Granted, PayPal has been around for much longer than Stripe, so comparing the reach of both might be a bit unfair.
Stripe has more than proven its worth in the US and the other countries it's operating in, so it's only a matter of time before the Company expands into more markets worldwide.
How to Invest In the Stripe IPO
Stripe hasn't gone public yet, so its shares are still held privately. Once it's publicly listed, you'll be able to buy shares during the stock market open hours just as you would with any other company.
Stripe is believed to go public in 2023, giving you more than enough time to analyse the Company's financial history, such as market performance, growth metrics, market cap and valuation, and others.
Stripe's financial statements aren't available for public access, but once it does, Stripe will publicise its quarterly financial statements to give future investors an insight into the Company's cash flow. With such access, experts will be able to discuss the Company's financial risks to help you with your decision.
Who Are Stripe's Competitor
Two of Stripe's main competitors are PayPal and Square. PayPal's IPO was valued at $1.5 billion in 2002 and exponentially grew to $360 billion by 2021.

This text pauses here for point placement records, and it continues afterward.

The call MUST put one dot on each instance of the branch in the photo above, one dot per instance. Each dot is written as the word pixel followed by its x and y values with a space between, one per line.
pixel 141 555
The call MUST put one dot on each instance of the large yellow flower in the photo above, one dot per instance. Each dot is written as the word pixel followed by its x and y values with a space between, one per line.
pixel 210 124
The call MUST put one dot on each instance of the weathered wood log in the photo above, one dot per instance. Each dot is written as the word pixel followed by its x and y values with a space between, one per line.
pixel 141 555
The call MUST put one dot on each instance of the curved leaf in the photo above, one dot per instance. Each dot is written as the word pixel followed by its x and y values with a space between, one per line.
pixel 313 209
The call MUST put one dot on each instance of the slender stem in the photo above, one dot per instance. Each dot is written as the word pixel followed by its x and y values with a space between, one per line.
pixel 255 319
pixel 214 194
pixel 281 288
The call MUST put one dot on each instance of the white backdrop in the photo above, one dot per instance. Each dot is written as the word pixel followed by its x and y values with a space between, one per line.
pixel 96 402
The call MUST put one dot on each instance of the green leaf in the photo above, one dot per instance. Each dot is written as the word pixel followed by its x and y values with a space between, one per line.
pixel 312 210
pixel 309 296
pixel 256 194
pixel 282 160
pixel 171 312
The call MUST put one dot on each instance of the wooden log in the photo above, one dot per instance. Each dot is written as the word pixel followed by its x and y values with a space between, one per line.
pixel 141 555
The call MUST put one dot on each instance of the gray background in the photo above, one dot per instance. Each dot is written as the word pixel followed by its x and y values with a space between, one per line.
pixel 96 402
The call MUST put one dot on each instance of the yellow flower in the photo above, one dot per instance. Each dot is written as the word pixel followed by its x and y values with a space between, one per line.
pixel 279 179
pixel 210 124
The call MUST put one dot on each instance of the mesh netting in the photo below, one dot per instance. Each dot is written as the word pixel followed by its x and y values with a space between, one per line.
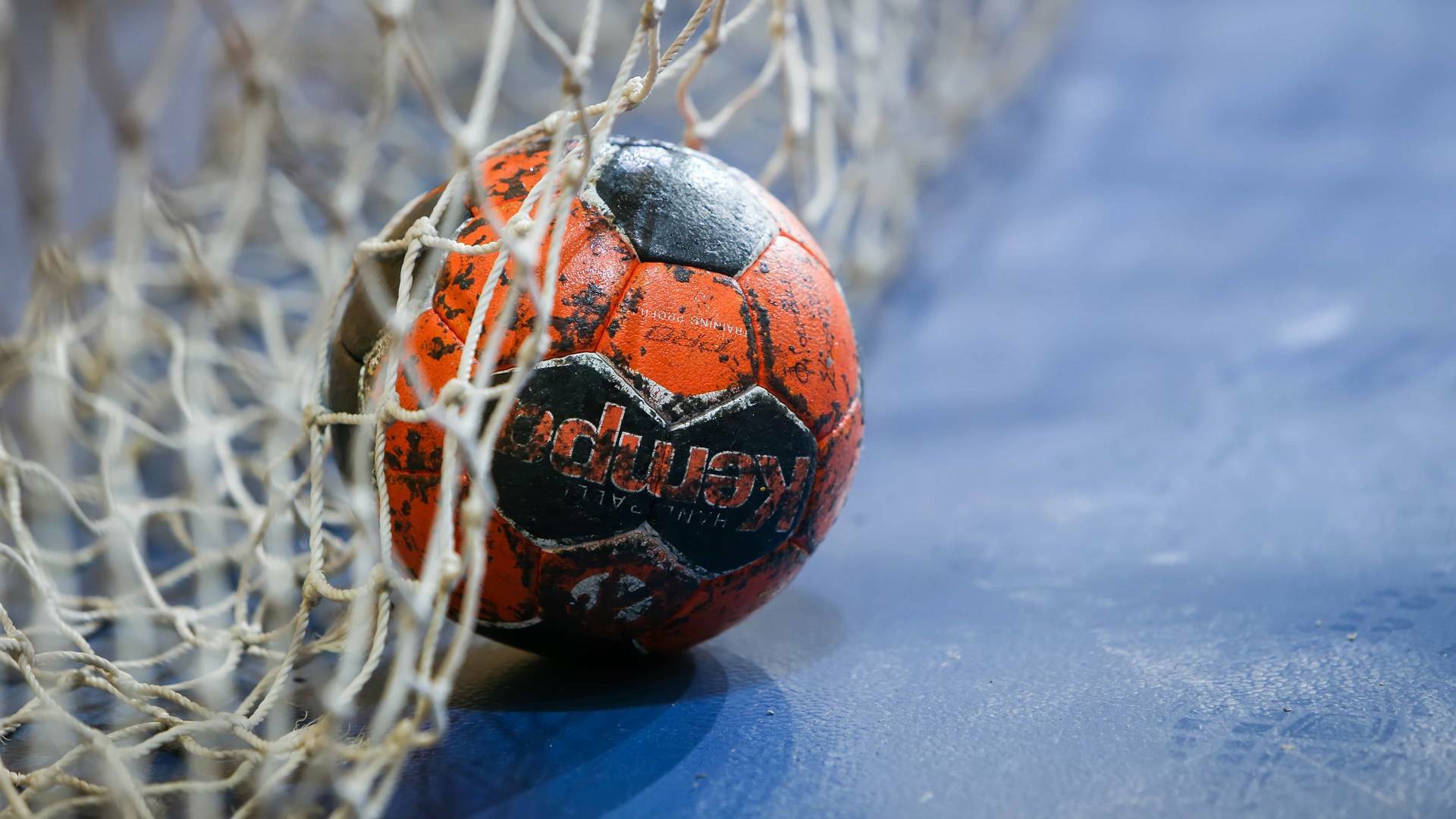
pixel 180 547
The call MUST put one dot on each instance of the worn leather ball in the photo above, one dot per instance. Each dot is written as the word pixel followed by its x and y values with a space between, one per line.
pixel 686 441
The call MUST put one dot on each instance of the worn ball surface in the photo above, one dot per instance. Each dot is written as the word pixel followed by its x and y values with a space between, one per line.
pixel 688 439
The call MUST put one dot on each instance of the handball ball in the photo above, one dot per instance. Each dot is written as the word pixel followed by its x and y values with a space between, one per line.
pixel 688 438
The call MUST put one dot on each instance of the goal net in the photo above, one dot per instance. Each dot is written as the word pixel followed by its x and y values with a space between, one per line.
pixel 199 607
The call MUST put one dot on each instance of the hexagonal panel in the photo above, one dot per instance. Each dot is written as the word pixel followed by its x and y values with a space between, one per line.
pixel 805 340
pixel 685 330
pixel 584 457
pixel 677 206
pixel 595 264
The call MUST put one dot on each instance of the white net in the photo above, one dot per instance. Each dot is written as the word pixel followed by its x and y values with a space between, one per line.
pixel 197 183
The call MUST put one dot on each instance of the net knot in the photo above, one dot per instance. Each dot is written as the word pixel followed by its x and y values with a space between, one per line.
pixel 635 91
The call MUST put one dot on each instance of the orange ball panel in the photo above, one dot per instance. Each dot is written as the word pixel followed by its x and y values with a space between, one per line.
pixel 721 602
pixel 509 178
pixel 807 341
pixel 509 589
pixel 431 357
pixel 595 262
pixel 683 328
pixel 837 457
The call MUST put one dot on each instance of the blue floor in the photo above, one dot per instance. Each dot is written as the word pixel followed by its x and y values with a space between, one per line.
pixel 1156 507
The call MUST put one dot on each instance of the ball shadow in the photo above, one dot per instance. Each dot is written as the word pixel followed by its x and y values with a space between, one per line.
pixel 568 733
pixel 545 735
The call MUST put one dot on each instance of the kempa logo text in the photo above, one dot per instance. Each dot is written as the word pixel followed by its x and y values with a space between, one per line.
pixel 723 480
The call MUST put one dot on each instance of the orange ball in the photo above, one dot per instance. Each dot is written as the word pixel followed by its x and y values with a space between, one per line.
pixel 688 439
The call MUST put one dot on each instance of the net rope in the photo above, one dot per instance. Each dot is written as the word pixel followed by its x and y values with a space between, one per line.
pixel 178 548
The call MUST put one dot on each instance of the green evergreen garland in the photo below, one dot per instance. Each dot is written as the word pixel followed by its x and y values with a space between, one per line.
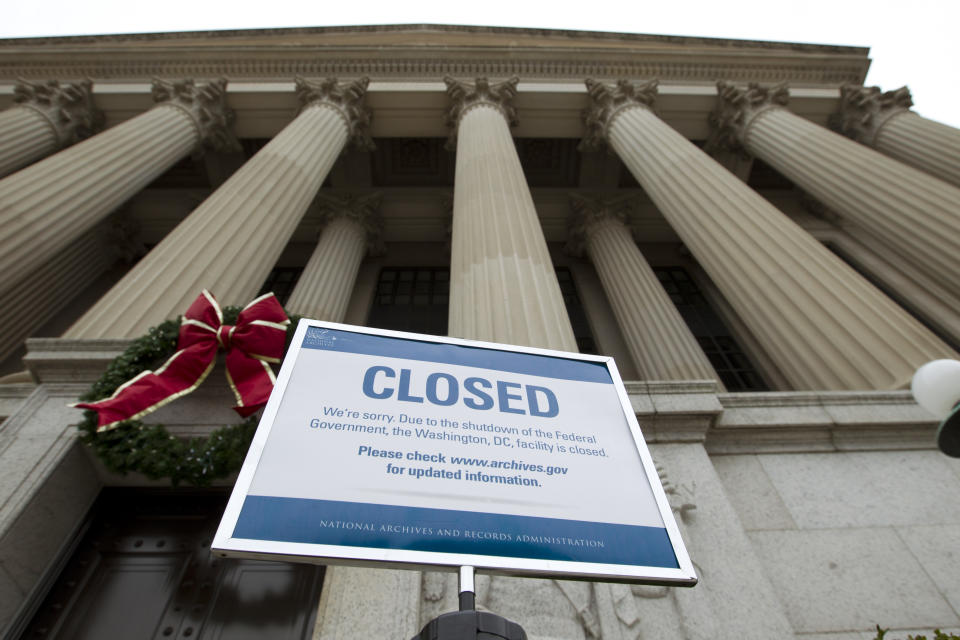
pixel 150 449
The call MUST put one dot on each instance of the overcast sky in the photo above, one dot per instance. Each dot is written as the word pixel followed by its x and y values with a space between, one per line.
pixel 913 43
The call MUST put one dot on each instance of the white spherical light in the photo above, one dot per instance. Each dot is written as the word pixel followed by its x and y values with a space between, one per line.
pixel 936 386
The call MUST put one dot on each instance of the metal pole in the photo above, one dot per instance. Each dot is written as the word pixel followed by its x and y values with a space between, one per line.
pixel 468 623
pixel 468 593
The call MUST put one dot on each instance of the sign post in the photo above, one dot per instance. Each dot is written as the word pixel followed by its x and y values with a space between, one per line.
pixel 393 449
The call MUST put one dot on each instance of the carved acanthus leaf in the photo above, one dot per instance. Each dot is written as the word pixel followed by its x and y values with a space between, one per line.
pixel 206 105
pixel 348 99
pixel 465 96
pixel 69 109
pixel 864 110
pixel 607 101
pixel 362 208
pixel 590 211
pixel 737 108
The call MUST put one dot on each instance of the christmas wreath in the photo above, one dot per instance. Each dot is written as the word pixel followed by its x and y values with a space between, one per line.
pixel 130 445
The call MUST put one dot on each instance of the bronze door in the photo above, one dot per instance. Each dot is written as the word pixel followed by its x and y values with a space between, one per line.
pixel 143 569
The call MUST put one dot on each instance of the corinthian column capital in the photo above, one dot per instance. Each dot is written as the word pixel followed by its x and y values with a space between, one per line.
pixel 69 109
pixel 465 96
pixel 606 102
pixel 737 109
pixel 205 104
pixel 361 208
pixel 347 99
pixel 590 212
pixel 864 110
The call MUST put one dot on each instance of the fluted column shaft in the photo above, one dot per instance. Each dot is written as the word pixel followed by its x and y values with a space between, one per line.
pixel 658 338
pixel 46 117
pixel 883 120
pixel 905 207
pixel 231 241
pixel 925 144
pixel 323 290
pixel 25 136
pixel 822 323
pixel 503 287
pixel 47 205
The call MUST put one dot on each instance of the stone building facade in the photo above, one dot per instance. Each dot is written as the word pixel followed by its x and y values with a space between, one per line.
pixel 762 243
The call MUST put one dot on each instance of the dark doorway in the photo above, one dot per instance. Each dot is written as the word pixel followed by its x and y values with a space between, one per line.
pixel 143 569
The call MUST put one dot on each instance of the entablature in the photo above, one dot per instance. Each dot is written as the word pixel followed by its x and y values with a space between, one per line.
pixel 417 108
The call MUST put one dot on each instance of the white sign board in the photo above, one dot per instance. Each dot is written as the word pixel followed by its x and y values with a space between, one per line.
pixel 386 447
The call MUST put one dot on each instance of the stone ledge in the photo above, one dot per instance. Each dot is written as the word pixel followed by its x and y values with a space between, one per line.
pixel 800 422
pixel 12 396
pixel 53 360
pixel 674 411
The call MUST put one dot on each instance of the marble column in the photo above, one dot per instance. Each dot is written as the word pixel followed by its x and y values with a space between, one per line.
pixel 822 323
pixel 29 304
pixel 353 227
pixel 231 241
pixel 660 343
pixel 53 202
pixel 45 117
pixel 503 287
pixel 907 208
pixel 883 120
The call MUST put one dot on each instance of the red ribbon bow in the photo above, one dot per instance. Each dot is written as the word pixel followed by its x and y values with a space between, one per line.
pixel 256 340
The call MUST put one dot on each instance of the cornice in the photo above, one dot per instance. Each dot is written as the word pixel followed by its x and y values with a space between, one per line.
pixel 510 33
pixel 429 51
pixel 252 65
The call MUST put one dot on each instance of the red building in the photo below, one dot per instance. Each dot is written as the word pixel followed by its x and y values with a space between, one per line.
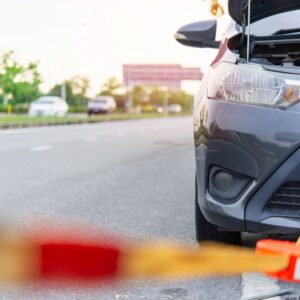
pixel 166 75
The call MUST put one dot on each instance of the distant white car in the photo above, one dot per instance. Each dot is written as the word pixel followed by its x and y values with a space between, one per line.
pixel 48 106
pixel 175 109
pixel 102 104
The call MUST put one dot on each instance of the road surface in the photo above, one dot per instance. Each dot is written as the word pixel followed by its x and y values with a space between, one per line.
pixel 133 177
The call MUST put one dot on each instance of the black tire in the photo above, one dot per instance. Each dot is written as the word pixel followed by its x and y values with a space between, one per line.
pixel 206 231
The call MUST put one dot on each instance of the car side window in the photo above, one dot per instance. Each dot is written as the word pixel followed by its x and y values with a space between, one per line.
pixel 274 23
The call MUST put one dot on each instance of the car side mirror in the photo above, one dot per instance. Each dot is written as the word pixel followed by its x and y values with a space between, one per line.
pixel 200 34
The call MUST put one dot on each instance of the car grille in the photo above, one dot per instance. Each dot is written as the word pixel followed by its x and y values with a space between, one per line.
pixel 286 200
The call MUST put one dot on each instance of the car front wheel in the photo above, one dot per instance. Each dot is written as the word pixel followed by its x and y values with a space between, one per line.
pixel 205 231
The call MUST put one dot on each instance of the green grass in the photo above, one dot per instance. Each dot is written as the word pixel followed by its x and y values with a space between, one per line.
pixel 19 121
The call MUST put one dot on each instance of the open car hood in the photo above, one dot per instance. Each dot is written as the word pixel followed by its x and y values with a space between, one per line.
pixel 260 9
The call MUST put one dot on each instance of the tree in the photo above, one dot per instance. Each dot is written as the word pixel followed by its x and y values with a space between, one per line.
pixel 110 87
pixel 18 82
pixel 76 89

PayPal is much more established than Stripe, and its long-standing lead in the market makes it a near-undefeatable foe. However, Stripe's innovative range of features put PayPal a run for its money. If Stripe goes global, overtaking PayPal is only a matter of time.
As for Square, it has an estimated IPO valuation of around $120 billion in 2021. Stripe specialises in internet payments, whereas Square is known for its mobile payment processing.
According to recent reports, Stripe's valuation fell from $95 billion in 2021 to $74 billion in 2022. The Company has yet to reveal an official IPO date, but experts conclude that it might go public sometime in 2023.
The information in this article is well-researched and factual. Still, it contains opinions also, and IT IS NOT FINANCIAL ADVICE and should not be interpreted as such, do not make any financial decisions based on the information in this article; we are not financial advisors. We are journalists. You should always consult with a professional before making any investment decisions.